I have little to say about our hasty flight to Araman, for the memory of that time is evil to me. Kin were sundered from kin, beginning at the docks of Alqualondë, where we were forced to abandon to the tender mercies of the Teleri those too seriously wounded to travel – the first of many evil partings. It was on the voyage north that our brother Curufinwë lost his beloved wife Callótë to the Sea; the vengeful ocean, which had dashed so many of our ill-gotten swan ships to pieces upon the rocks, swept her off the deck in a great wave, and though Curfinwë reached in desperation for her, she slipped from his grasp and swiftly sank beneath the chill waters, leaving our brother's heart embittered and his small son motherless. My own wife was lost to me shortly after we arrived in Araman, for she quailed when she heard the words of the Doom and chose to return to Tirion with Arafinwë's host. On the long journey up the coast, she had discovered our mutual prayers had been answered at the cruelest possible time: her womb, which had so long lain empty, had quickened at last, and after listening to Mandos' cold pronouncement she grew afraid for our child-yet-to-be. When she told me of her decision I quarreled with her, for I was unwilling to be parted from her and desperate to change her mind.

"It is for our child's sake that I must do this, Makalaurë. Surely you can see that? An infant has no place in a battle host. Here our babe will be safe –"

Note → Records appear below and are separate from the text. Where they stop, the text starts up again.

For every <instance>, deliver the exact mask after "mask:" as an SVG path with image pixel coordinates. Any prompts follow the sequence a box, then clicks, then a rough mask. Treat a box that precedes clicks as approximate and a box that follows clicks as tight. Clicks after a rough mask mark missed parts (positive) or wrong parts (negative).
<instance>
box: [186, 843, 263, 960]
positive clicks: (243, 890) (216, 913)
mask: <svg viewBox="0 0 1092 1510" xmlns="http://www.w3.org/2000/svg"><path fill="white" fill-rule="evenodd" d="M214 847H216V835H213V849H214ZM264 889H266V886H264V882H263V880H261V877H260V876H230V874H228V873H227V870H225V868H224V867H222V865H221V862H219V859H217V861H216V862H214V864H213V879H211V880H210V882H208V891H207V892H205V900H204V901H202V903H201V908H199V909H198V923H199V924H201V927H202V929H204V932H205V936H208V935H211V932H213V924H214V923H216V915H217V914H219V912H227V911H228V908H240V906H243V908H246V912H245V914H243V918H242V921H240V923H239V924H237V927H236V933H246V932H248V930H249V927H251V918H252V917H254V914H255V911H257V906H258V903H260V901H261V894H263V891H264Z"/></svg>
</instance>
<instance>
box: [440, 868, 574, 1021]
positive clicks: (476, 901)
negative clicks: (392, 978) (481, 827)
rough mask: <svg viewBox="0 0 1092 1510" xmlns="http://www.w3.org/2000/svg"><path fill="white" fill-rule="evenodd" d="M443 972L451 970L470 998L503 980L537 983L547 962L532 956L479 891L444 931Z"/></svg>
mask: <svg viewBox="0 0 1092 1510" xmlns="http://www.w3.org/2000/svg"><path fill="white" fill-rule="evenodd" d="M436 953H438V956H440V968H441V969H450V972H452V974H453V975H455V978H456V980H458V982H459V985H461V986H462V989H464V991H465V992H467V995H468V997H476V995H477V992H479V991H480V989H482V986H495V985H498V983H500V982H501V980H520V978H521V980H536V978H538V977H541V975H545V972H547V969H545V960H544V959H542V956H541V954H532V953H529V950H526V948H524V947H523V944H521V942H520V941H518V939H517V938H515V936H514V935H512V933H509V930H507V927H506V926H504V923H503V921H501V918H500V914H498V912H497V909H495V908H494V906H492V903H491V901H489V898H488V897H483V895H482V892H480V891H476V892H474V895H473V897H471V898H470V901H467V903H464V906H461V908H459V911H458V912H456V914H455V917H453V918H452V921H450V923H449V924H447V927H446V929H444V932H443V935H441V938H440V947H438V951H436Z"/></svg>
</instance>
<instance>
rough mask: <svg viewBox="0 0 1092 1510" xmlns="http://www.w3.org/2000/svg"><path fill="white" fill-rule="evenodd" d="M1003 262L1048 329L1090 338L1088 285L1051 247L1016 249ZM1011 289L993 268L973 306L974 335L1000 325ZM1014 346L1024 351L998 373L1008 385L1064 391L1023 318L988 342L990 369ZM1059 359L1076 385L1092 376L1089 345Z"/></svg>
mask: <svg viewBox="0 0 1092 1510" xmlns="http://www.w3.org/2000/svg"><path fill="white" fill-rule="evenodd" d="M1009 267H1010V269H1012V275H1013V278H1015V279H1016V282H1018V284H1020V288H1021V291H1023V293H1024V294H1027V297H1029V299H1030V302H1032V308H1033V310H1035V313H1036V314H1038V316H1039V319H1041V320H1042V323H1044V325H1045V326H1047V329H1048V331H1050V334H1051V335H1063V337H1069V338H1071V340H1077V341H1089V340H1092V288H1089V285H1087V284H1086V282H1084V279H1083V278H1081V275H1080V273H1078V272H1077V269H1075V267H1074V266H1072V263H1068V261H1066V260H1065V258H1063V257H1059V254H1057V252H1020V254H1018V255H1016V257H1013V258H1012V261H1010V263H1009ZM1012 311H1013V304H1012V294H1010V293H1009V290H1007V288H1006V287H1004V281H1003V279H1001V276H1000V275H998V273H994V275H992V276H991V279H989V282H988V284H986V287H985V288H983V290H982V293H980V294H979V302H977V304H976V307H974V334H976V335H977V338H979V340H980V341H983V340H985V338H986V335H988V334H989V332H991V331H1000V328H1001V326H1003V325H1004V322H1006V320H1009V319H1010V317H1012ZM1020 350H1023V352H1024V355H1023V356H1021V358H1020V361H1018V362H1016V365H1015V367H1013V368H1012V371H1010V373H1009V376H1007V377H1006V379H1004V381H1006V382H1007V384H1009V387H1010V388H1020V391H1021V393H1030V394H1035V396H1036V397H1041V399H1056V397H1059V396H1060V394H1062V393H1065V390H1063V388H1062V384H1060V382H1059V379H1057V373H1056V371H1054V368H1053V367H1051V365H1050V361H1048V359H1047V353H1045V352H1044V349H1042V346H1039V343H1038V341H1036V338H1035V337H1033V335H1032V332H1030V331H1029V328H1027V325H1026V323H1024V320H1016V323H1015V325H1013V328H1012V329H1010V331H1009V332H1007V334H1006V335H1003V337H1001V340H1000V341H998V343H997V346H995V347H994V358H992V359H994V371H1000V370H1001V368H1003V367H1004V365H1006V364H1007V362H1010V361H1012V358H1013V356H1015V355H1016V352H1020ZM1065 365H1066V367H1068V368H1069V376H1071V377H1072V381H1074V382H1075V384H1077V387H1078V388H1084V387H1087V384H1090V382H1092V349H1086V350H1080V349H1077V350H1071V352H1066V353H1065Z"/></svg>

"And fatherless, Aurel. A child needs both its parents. And you will be no safer here in Aman, for has not Melkor already struck once in the very heart of this land? Come with me, beloved! Our child will be secure enough surrounded by Noldor swords."

"Not secure enough! Never secure enough! Makalaurë, did you not listen to what Námo said? 'To evil end shall all things turn that they begin well… For blood ye shall render blood…' I cannot doom our baby to that, Makalaurë. I will not. Come back with me, husband, and beg forgiveness from the Valar. I am certain they will extend mercy to you…"

"I cannot, Aurel. The Valar have exiled my family – and they cannot release me from my Oath in any case, for it was sworn in the name of Ilúvatar Himself." For the first time since uttering those fateful words, I felt remorse. Would I have sworn them had I known this would be part of the cost of its fulfillment? "If we part now, my heart warns it will be many long years before we are reunited, for I will be unable to return until Melkor is defeated and the Silmarils are again resting in my family's hands. Would you have me miss our son or daughter's childhood entirely?"

"I'm sorry, Makalaurë." Her eyes glimmered with tears, but her voice was firm, unyielding. She folded her hands over her belly as though to protect our unborn child from me. "I can make no other choice."

And so we parted in bitterness.

You knew some of my loss, of course; all my brothers but Curufinwë (blinded by his own pain) tried to be understanding. Your clumsy attempts at consolation only deepened my misery, for all you knew was that I was being sundered from my wife, and that only for a time – for surely once we'd recaptured the Silmarils I'd be again reunited with her, or so you believed. I had told none of my brothers, not even you, Maitimo, about the child I had lost before it was even born. I have never kept many secrets from you, but this one I will never willingly share. The hurt cuts too deep.

The ocean crossing from Araman to the Firth of Drengist was cruel, but I scarcely felt the hardship; the icy sea wind could make little impression on an already grief-frozen heart. As our ship headed east away from Aman and into the darkness, I was careful not to look back.